Paths to client certificate, including client’s certificate chain and private key are given in SDS config file /etc/envoy/tls_certificate_sds_secret.yaml:

  1. resources:
  2. - "@type": "type.googleapis.com/envoy.extensions.transport_sockets.tls.v3.Secret"
  3. name: tls_sds
  4. tls_certificate:
  5. certificate_chain:
  6. filename: /certs/sds_cert.pem
  7. private_key:
  8. filename: /certs/sds_key.pem

Path to CA certificate bundle for validating the xDS server certificate is given in SDS config file /etc/envoy/validation_context_sds_secret.yaml:

  1. resources:
  2. - "@type": "type.googleapis.com/envoy.extensions.transport_sockets.tls.v3.Secret"
  3. name: validation_context_sds
  4. validation_context:
  5. trusted_ca:
  6. filename: /certs/cacert.pem

In the above example, a watch will be established on /certs. File movement in this directory will trigger an update. An alternative common key rotation scheme that provides improved atomicity is to establish an active symlink /certs/current and use an atomic move operation to replace the symlink. The watch in this case needs to be on the certificate’s grandparent directory. Envoy supports this scheme via the use of watched_directory. Continuing the above examples:

  1. resources:
  2. - "@type": "type.googleapis.com/envoy.extensions.transport_sockets.tls.v3.Secret"
  3. name: tls_sds
  4. tls_certificate:
  5. certificate_chain:
  6. filename: /certs/current/sds_cert.pem
  7. private_key:
  8. filename: /certs/current/sds_key.pem
  9. watched_directory:
  10. path: /certs
  1. resources:
  2. - "@type": "type.googleapis.com/envoy.extensions.transport_sockets.tls.v3.Secret"
  3. name: validation_context_sds
  4. validation_context:
  5. trusted_ca:
  6. filename: /certs/current/cacert.pem
  7. watched_directory:
  8. path: /certs

Secret rotation can be performed with:

  1. ln -s <path to new secrets> /certs/new && mv -Tf /certs/new /certs/current

Statistics

SSL socket factory outputs following SDS related statistics. They are all counter type.

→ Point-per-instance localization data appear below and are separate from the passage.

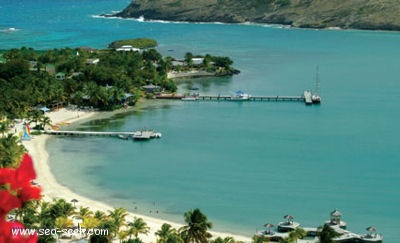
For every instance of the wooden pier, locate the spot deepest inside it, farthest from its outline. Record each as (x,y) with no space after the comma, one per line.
(146,134)
(88,133)
(306,98)
(252,98)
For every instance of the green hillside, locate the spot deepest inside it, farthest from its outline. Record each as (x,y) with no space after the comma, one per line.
(355,14)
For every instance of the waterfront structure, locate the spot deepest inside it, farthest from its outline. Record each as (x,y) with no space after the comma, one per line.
(345,236)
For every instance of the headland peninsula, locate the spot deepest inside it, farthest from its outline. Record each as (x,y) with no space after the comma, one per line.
(351,14)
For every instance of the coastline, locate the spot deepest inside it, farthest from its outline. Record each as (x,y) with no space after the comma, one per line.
(52,189)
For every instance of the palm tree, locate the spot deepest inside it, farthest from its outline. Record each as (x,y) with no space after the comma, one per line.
(117,217)
(61,208)
(224,240)
(45,121)
(164,232)
(10,151)
(138,226)
(63,222)
(196,228)
(101,216)
(35,116)
(188,59)
(167,234)
(85,212)
(4,126)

For downstream listeners, they are in the listener.<LISTENER_IP>.server_ssl_socket_factory. namespace.

Name

Description

ssl_context_update_by_sds

Total number of ssl context has been updated.

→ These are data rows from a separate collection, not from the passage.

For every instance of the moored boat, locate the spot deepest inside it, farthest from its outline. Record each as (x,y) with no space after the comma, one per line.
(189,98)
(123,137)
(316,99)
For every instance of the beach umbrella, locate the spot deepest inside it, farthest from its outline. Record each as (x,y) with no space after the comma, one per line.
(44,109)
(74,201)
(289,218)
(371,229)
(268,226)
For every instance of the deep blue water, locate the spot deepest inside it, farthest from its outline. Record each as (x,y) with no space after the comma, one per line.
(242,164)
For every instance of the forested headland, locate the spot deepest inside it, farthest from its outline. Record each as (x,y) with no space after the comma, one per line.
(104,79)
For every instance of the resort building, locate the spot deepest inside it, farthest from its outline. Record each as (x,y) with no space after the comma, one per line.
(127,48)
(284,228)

downstream_context_secrets_not_ready

Total number of downstream connections reset due to empty ssl certificate.

For upstream clusters, they are in the cluster.<CLUSTER_NAME>.client_ssl_socket_factory. namespace.

Name

Description

ssl_context_update_by_sds

Total number of ssl context has been updated.

upstream_context_secrets_not_ready

Total number of upstream connections reset due to empty ssl certificate.

SDS has a statistics tree rooted in the sds.<SECRET_NAME>. namespace. In addition, the following statistics are tracked in this namespace:

Name

Description

key_rotation_failed

Total number of filesystem key rotations that failed outside of an SDS update.